Ia mengatakan, JPU masih memiliki waktu tujuh hari setelah pembacaan putusan dalam menentukan sikapnya. “Jadi, kita tunggu JPU dalam menelaah putusan tersebut,” kata Harli.
Majelis Hakim PN Tipikor Jakarta pada Rabu (18/6/2025) memvonis Zarof Ricar bersalah melakukan permufakatan jahat untuk melakukan tindak pidana korupsi suap dan gratifikasi. Zarof Ricar merupakan mantan petinggi di Mahkamah Agung (MA) yang terlibat dalam skandal suap-gratifikasi vonis bebas PN Surabaya, Jawa Timur (Jatim) terhadap terdakwa pembununuhan Gregorius Ronald Tannur.

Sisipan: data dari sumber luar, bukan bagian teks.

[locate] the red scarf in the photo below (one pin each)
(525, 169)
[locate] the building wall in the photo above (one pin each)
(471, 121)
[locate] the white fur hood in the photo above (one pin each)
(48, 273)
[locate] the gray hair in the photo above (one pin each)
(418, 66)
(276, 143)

Dalam putusannya PN Tipikor Jakarta menyatakan Zarof Ricar terbukti melanggar Pasal 6 ayat (1) a, Pasal 5 ayat (1), dan Pasal 12B juncto Pasal 15, juncto Pasal 18 UU Tipikor.
Atas vonis bersalah itu, hakim PN Tipikor menghukum Zarof Ricar dengan pidana penjara selama 16 tahun. Dalam putusan tersebut, majelis hakim juga menyatakan temuan uang Rp 915 miliar dan 51 Kilogram (Kg) dari rumah tinggal Zarof Ricar, pun dirampas untuk negara.
Hakim mengatakan, uang dan logam mulia yang ditemukan dari kediaman Zarof Ricar itu bersumber dari pendapatan yang tidak sah. Namun hukuman badan terhadap Zarof Ricar itu, sebetulnya lebih ringan dari tuntutan JPU. Semula JPU meminta majelis hakim menghukum Zarof Ricar selama 20 tahun penjara.
Dalam perkara lain, Zarof Ricar pun saat ini masih sebagai tersangka terkait dengan Tindak Pidana Pencucian Uang (TPPU). Sangkaan oleh Jaksa Agung Muda Tindak Pidana Khusus (Jampidsus) tersebut, terkait dengan temuan uang hampir satu triliun, dan emas batangan yang ditemukan saat penyidikan awal.